Determine the scene category corresponding to the training cluster, and mark the text in the training cluster as the scene category;

Use the labeled text data to train the classification model, and obtain the classification model that has been trained in stages.

2. The classification model training method according to claim 1, wherein determining difference information based on the training data, comprising:

Analyze the text of the training clusters corresponding to different scene categories to determine the difference information.

3. The classification model training method according to claim 1, wherein the updating training data according to the classification model completed by the training data and stage training, comprises:

Input the marked text data into the classification model completed in the stage training, and perform feature extraction to obtain the corresponding feature text;

The feature text is used as training data.

4. The classification model training method according to claim 1, wherein the said training data is subjected to cluster analysis to determine a plurality of training clusters, comprising:

The training data is input into a first clustering model to perform a first clustering analysis, and a plurality of training clusters is output, wherein the number of the training clusters is preset by the first clustering model.
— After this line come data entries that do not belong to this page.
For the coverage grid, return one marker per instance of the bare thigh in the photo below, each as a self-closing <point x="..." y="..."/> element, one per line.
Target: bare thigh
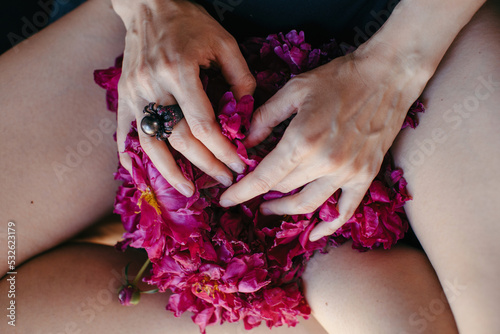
<point x="379" y="291"/>
<point x="57" y="154"/>
<point x="452" y="163"/>
<point x="73" y="289"/>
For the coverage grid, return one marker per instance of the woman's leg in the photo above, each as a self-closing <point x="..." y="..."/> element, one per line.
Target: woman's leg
<point x="380" y="291"/>
<point x="57" y="152"/>
<point x="452" y="164"/>
<point x="73" y="289"/>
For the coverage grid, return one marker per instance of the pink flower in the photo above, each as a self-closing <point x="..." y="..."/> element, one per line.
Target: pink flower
<point x="228" y="265"/>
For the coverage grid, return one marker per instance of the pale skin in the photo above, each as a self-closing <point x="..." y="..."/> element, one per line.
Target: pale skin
<point x="456" y="222"/>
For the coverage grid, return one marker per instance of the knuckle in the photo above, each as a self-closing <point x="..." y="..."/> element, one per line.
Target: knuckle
<point x="262" y="184"/>
<point x="178" y="142"/>
<point x="201" y="129"/>
<point x="306" y="207"/>
<point x="148" y="146"/>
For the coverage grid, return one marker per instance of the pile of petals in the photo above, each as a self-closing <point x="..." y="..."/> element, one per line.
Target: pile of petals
<point x="235" y="264"/>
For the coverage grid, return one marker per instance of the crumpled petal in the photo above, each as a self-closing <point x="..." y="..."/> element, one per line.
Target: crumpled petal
<point x="228" y="265"/>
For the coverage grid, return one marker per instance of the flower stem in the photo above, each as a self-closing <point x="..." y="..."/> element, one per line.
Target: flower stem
<point x="141" y="271"/>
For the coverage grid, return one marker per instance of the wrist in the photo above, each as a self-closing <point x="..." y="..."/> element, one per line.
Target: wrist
<point x="386" y="65"/>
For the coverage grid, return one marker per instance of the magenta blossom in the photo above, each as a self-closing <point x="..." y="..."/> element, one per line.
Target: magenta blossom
<point x="234" y="264"/>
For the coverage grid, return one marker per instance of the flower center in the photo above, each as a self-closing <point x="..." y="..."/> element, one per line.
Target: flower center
<point x="150" y="197"/>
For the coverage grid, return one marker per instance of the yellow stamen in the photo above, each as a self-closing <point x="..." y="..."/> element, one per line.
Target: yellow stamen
<point x="149" y="197"/>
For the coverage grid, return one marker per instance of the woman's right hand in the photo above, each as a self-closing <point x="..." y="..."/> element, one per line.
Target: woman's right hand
<point x="166" y="44"/>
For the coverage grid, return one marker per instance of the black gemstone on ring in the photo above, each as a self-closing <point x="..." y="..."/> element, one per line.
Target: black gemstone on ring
<point x="160" y="120"/>
<point x="150" y="125"/>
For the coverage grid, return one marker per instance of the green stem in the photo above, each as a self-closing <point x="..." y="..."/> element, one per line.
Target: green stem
<point x="141" y="271"/>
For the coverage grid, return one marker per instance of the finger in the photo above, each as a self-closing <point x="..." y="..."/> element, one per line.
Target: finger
<point x="125" y="118"/>
<point x="306" y="201"/>
<point x="269" y="115"/>
<point x="201" y="120"/>
<point x="304" y="173"/>
<point x="348" y="203"/>
<point x="235" y="70"/>
<point x="184" y="142"/>
<point x="163" y="161"/>
<point x="268" y="173"/>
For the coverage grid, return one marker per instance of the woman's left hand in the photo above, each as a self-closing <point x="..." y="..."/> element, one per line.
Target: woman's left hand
<point x="349" y="112"/>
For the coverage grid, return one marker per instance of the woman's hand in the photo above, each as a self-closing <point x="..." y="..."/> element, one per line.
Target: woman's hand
<point x="166" y="44"/>
<point x="349" y="112"/>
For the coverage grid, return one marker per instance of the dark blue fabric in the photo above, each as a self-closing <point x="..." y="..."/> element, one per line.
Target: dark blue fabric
<point x="344" y="19"/>
<point x="352" y="21"/>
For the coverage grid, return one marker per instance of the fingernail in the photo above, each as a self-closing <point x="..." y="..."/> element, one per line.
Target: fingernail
<point x="226" y="203"/>
<point x="185" y="189"/>
<point x="224" y="180"/>
<point x="265" y="211"/>
<point x="237" y="167"/>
5. The classification model training method according to claim 4, wherein the training data is input into the first clustering model to carry out the first cluster analysis, and a plurality of training clusters are output, comprising:

The training data is divided into words, and several corresponding text segmentations are determined;

Convert several text segments into text word vectors or text TFIDF values respectively;

Several text word vectors or text TFIDF values are input into the first clustering model to perform the first cluster analysis, and several training clusters are output.
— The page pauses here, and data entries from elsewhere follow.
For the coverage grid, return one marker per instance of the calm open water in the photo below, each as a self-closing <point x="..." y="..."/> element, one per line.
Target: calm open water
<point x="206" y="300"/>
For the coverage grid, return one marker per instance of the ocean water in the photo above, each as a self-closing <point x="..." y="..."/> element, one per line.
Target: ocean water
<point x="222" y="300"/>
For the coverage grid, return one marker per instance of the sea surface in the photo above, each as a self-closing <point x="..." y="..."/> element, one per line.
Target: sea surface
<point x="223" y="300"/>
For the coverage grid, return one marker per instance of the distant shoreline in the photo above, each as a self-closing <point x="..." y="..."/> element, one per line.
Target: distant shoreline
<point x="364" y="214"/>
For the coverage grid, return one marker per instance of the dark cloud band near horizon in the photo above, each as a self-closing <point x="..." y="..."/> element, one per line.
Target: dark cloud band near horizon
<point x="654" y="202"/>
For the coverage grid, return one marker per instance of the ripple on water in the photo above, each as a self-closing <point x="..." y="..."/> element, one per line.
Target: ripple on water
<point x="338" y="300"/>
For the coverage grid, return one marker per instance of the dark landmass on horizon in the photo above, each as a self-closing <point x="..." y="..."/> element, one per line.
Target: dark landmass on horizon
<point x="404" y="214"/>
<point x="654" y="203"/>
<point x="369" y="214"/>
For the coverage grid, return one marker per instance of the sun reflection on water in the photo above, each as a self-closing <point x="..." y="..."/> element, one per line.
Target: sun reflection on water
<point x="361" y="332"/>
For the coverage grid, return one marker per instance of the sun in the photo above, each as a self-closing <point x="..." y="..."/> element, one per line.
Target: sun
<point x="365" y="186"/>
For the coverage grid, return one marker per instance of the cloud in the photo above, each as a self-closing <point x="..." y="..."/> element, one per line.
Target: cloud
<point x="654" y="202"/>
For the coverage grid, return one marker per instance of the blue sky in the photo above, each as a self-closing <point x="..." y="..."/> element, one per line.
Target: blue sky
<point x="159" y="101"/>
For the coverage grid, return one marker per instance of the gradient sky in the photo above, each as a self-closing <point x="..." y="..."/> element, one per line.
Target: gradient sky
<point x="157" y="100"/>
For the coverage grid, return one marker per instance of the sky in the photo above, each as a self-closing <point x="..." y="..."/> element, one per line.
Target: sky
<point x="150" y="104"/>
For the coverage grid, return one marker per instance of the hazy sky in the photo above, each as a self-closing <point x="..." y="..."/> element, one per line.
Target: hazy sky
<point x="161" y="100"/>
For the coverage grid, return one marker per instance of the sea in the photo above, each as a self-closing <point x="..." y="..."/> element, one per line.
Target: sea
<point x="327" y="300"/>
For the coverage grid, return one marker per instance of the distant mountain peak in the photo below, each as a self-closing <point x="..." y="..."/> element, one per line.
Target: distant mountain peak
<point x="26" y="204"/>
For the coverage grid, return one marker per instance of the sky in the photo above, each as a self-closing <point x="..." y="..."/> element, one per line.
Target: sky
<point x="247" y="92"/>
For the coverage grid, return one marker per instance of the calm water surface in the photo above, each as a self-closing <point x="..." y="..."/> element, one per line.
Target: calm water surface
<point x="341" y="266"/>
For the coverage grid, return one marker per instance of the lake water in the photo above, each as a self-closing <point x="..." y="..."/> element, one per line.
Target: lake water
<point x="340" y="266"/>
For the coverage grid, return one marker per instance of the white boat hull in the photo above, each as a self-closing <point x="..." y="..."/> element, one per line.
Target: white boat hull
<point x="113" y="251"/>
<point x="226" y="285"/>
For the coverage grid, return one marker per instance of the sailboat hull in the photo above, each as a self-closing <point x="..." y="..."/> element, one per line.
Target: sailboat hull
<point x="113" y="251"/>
6. classification model training method according to claim 5, is characterized in that, described converting several text segmentations into text TFIDF values respectively, comprises:

Perform named entity recognition on several text segments, and determine target named entities in several text segments, and the target named entities include at least one of the following: a person's name, an organization name, and a place name;

The target named entity is replaced by the target keyword, and the replaced text segments are converted into text TFIDF values respectively.

7. The classification model training method according to claim 2, wherein the method further comprises:

providing a display page to display the difference information, and acquiring mining operation information based on the display page;

According to the mining operation information, it is determined whether the classification model trained in the stage meets the scene mining conditions.

8. A text mining method, wherein the method comprises:

receiving dialogue information, and obtaining the dialogue text of the first user from the dialogue information;

Inputting the dialogue text into a classification model for classification and identification, and determining the corresponding target scene category, the classification model performs training through the training data to obtain a classification model completed by stage training, and determines the difference information based on the training data, Judging whether the classification model trained in the stage meets the scene mining conditions, and determining whether to update the training data according to the judgment result and continuing the classification model trained in the training stage to obtain;

query the target reply text corresponding to the target scene category;

The target reply text is used as the dialogue text of the second user, and the dialogue text of the first user is fed back.

9. An electronic device comprising:

one or more processors;

memory;

one or more programs, wherein the one or more programs are stored in the memory and configured to be executed by the one or more processors, the one or more programs are configured to perform claim 1 The method of any one of -8.

10. A computer-readable storage medium storing a computer program for use in conjunction with an electronic device, the computer program being executable by a processor to perform the method of any one of claims 1-8.